On joue cinq morceaux du nouvel album je crois mais on ne les a pas beaucoup répétés finalement. On ne les avait jamais joués avant de les enregistrer, on a fait une résidence de quatre jours au Confort Moderne à Poitiers justement où on a travaillé le set, on avait bossé les morceaux chacun de notre côté en enregistrant l’album mais on ne savait pas comment ça allait rendre en live. "Yonder" a très bien fonctionné et là les autres sonnent tout aussi bien, le rendu est très bon. Les premières fois où tu joues un morceau tu n’es jamais super à l’aise mais au fil des premières dates on se sent de mieux en mieux avec les nouveaux titres. Techniquement c’est pas un problème, on sait les jouer mais c’est le fait de bouger sur scène, on n’a pas encore nos repères contrairement aux morceaux plus anciens qu’on a joué un paquet de fois où là c’est automatique, alors que sur les nouveaux on doit prendre nos marques, s’habituer à les jouer mais ça nous avait fait ça aussi pour les chansons de « Here Comes The Sun » au début, on se sentait nus et puis avant on avait plus de distorsion dans nos morceaux, là on joue plus avec des sons clairs ce n’est pas le même boulot, ça change un peu la donne. Mais t’inquiètes pas ce soir ça va aller. (rires)

La section rythmique est toute nouvelle, Martin Weill derrière les futs succède à Morgan Berthet qui a enregistré l’album avec vous, et en ce qui concerne le poste de bassiste, il semblerait qu’il y ait du mouvement.
Jonathan Joly qui était à la basse a joué sa dernière date avec nous à l’Euroblast, normalement c’est Julian Gretz (PSYKUP) qui nous accompagne depuis 2013 pour les lives, mais ce soir c’est Enzo Alfano qui est aussi le guitariste d’UnCuT, qui fait la basse pour nous.
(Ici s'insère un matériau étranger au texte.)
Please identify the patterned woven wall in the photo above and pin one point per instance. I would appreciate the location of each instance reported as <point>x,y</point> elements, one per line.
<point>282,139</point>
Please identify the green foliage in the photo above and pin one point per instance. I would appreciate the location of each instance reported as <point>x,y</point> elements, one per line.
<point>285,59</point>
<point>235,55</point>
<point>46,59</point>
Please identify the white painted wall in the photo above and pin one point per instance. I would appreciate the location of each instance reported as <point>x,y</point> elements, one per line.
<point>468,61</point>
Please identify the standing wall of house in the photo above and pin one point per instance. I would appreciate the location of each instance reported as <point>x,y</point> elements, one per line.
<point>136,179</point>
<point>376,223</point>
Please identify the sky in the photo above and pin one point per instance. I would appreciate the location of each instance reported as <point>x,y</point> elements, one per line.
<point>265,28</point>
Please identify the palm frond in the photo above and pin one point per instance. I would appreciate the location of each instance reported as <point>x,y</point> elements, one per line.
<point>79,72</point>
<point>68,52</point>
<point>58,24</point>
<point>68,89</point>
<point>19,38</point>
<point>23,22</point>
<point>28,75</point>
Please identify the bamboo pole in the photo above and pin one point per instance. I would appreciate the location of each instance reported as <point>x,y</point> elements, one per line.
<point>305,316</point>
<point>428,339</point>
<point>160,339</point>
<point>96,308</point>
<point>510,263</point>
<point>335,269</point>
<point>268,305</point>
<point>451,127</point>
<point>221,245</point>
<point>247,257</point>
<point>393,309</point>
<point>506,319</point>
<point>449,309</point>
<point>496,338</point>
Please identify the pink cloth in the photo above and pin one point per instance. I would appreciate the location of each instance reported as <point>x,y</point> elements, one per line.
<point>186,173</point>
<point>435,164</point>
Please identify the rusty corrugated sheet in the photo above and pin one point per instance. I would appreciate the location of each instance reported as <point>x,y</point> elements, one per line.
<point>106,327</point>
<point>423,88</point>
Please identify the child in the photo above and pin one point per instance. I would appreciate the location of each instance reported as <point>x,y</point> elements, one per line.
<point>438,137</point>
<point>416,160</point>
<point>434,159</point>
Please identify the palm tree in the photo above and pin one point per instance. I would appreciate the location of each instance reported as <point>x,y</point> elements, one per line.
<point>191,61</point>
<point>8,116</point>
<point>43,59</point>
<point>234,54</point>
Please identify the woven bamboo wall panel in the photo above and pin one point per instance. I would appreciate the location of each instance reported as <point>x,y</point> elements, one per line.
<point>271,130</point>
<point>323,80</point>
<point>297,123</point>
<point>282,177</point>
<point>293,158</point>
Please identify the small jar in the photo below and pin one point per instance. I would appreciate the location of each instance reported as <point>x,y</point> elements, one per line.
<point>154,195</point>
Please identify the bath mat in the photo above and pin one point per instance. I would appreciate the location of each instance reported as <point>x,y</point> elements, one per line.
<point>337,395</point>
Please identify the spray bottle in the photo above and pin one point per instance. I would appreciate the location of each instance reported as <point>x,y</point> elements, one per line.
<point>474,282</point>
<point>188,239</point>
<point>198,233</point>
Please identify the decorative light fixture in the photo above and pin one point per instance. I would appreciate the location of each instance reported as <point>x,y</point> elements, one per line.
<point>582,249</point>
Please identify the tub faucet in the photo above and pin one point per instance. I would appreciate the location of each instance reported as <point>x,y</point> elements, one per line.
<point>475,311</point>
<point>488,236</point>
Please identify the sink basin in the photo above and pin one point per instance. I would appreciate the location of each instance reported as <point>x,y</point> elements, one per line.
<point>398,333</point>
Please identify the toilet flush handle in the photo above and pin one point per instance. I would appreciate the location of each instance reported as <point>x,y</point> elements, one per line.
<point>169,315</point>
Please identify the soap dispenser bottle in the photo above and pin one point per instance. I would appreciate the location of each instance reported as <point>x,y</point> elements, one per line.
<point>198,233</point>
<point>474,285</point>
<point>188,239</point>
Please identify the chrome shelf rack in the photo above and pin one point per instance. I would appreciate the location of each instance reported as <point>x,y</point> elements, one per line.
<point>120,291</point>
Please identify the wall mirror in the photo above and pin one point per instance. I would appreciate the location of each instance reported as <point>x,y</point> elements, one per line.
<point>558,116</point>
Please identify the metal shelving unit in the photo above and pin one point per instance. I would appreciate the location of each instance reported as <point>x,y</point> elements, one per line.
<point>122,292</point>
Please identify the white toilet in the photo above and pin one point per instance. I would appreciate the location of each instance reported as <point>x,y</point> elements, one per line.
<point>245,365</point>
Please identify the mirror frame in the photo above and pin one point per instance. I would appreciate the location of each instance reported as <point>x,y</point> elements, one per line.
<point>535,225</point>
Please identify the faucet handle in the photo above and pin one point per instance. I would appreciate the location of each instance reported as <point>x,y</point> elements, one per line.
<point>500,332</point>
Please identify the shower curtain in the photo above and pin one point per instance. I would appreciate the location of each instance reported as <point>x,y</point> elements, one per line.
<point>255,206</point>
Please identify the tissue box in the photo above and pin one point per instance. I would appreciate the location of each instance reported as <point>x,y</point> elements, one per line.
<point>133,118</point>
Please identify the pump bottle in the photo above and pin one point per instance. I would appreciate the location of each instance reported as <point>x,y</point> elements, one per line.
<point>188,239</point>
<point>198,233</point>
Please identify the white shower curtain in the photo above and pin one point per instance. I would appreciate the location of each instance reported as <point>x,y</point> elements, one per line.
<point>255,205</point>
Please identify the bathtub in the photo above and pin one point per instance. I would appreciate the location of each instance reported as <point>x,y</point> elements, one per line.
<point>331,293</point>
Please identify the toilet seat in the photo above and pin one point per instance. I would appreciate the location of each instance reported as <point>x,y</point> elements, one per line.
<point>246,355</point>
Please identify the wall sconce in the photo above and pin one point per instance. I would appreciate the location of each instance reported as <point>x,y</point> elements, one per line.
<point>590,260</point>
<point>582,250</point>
On a fait des tests avec lui pendant la résidence et ça s’est super bien passé, il est de Poitiers donc c’est pratique et on se voit souvent, il assure sur scène. Après le but pour nous c’est d’avoir si possible une formation avec des musiciens de Poitiers afin d’éviter tous les soucis d’organisation pour les concerts, Julian habite Toulouse, l’ingénieur du son à Nancy donc ça rend les choses compliquées et avant on avait aussi le batteur qui était sur Lyon, donc quand tu as tout le monde qui est dispatché et avec en plus des projets annexes ça devient compliqué, c’est pourquoi on souhaite rassembler des musiciens de Poitiers , les meilleurs poitevins, et là on est plutôt pas mal. Martin est arrivé il n’y a pas très longtemps, c’est un ancien élève de Florent Marcadet (batteur sur les précédents albums, ndlr) et ça la fait très vite avec lui, il bossait déjà les morceaux de KLONE avec Florent durant ses cours, il est arrivé dans le groupe déjà bien préparé. Là on est content du fonctionnement tel qu’il est et il y a de grandes chances pour qu’on continue avec cette formation.
 

"On remarque durant les concerts que certaines chansons ont un impact sur certaines personnes dans le public"



© Benjamin Delacoux | HARD FORCE


Le grand voyage est une invitation à l’exploration mentale, à l’évasion, voire à la spiritualité. Ta démarche est-elle spirituelle justement ?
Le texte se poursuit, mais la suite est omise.